Like the Ralphs, many of their fellow townspeople are handy with most things, sqeamish about few, able to fix their own cars, grow and hunt some of their own food. One neighbor performed a home autopsy on his dog.

Their town began in the mid 1800s with a sawmill. Trees covered the gentle hillsides; once cleared, the land was farmed by Danish immigrants.

But for the last 100 years, refrigerators kept Greenville on the map.

After Electrolux … what?

We’re not dying,” said Kathy Jo VanderLaan, head of the chamber of commerce. “Electrolux doesn’t define Greenville. The sidewalks are not rolling up. We are going to be fine.”

Greenville will likely become a bedroom community for Grand Rapids, about 30 miles away. An aging population means growth for the regional hospital. Wal-​​Mart recently constructed a store west of the town. A company that makes solar panels is plotting to set up operations nearby.

Sandy Beck once considered leaving, following the plant and her job to Juarez. Management offered her the chance to work there for two years as a supervisor during the transition.

She wondered how she might thrive in the strange climate and strange surroundings. She pictured brown, arid land and garbage floating in the Rio Grande a vision not so distant from reality.

The more I heard, the more I wanted to stay here,” she said. “The longer you’re out, the less interested you are in that world.”
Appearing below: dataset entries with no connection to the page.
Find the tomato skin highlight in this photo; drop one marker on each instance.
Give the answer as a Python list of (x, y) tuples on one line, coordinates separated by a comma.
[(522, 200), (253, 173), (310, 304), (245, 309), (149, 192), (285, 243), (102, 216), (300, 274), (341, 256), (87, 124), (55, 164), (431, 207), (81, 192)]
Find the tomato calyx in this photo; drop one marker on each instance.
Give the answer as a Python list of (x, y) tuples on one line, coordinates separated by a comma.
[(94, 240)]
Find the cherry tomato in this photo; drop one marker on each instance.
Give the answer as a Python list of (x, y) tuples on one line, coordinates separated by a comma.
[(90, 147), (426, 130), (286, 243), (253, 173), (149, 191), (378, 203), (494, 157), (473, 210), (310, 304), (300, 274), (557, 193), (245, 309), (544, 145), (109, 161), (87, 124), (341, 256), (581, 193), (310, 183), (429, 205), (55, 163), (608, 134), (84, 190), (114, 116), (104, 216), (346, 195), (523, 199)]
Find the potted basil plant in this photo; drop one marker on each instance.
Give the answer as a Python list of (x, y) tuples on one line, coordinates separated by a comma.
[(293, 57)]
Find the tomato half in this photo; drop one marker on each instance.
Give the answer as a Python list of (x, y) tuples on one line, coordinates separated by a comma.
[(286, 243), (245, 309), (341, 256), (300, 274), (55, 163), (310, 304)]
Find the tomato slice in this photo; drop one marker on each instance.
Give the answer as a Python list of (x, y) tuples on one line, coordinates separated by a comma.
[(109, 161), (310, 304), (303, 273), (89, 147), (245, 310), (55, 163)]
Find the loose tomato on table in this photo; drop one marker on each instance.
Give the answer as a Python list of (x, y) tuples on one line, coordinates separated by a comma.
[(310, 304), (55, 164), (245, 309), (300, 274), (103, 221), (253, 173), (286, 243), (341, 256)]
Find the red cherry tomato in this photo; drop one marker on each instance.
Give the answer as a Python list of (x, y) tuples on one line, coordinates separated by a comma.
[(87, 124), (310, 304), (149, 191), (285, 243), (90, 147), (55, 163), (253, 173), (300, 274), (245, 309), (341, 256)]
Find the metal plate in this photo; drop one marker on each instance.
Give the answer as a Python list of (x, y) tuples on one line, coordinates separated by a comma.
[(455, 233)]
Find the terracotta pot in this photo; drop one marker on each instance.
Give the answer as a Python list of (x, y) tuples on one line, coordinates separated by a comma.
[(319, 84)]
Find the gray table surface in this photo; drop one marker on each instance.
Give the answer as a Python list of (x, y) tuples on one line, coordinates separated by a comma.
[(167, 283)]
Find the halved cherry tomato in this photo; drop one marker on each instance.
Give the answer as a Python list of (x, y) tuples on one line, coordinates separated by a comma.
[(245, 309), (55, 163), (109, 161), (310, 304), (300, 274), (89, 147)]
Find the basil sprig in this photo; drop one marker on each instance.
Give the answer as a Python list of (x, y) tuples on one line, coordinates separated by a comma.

When the factory closed she quickly found work. She had been working for a local restaurant on weekends while a supervisor at Electrolux. About the time she lost her job, the restaurant owners opened a small deli next to a gas station and motel they also owned. They wanted her to manage the deli.

The work is more relaxed and pleasant. The smells are not of plastic fumes but of pizza, fried perch, and brownies made from scratch.

She went from earning $22 an hour to $7 an hour, although her pay has gone up a bit over the last several months. Under a federal program, the government will cover half the difference in her pay for two years, or until she has received $10,000, whichever comes first.

Her husband, Bruce, has a pension and is only seven years from collecting Social Security. And they have the farm, part of the 60 acres her grandfather first purchased in 1917 with money he made running a street car in Detroit.

Before the plant closed, Sandy Beck had started to lose interest in the life she had built around it. She had received, as a gift, a one-​​year subscription to a magazine called Country Woman. She began to view the land she had grown up on differently.

Overtime pay went toward the purchase of animals and farm equipment like the stock trailer. She began to grow vegetables for the kitchen at Maxfield’s restaurant. She began foraging for mushrooms in the forest of maples, oak and cherry behind her home. Every spring she made gifts of them to her friends.

I never thought of selling them for money,” she said. “It just made people so happy.”

The Becks have 15 head of Belted Galloway cattle, or Belties, a number they hope to double within a few years. Every head represents about $1,000 in yearly income. They plan to slaughter and sell the beef locally, branding it as grass-​​fed, drug-​​free beef.

The arrival of the unexpected calves was the first trial of their new jobs as ranchers. To keep the newborns alive, the Becks surrounded them with space heaters and set upon them with hairdryers, one in each hand.

By dint of ingenuity and electricity, the Beck herd welcomed its first new members evidence that though Electrolux is gone, there are signs of renewal in the vacuum it left behind.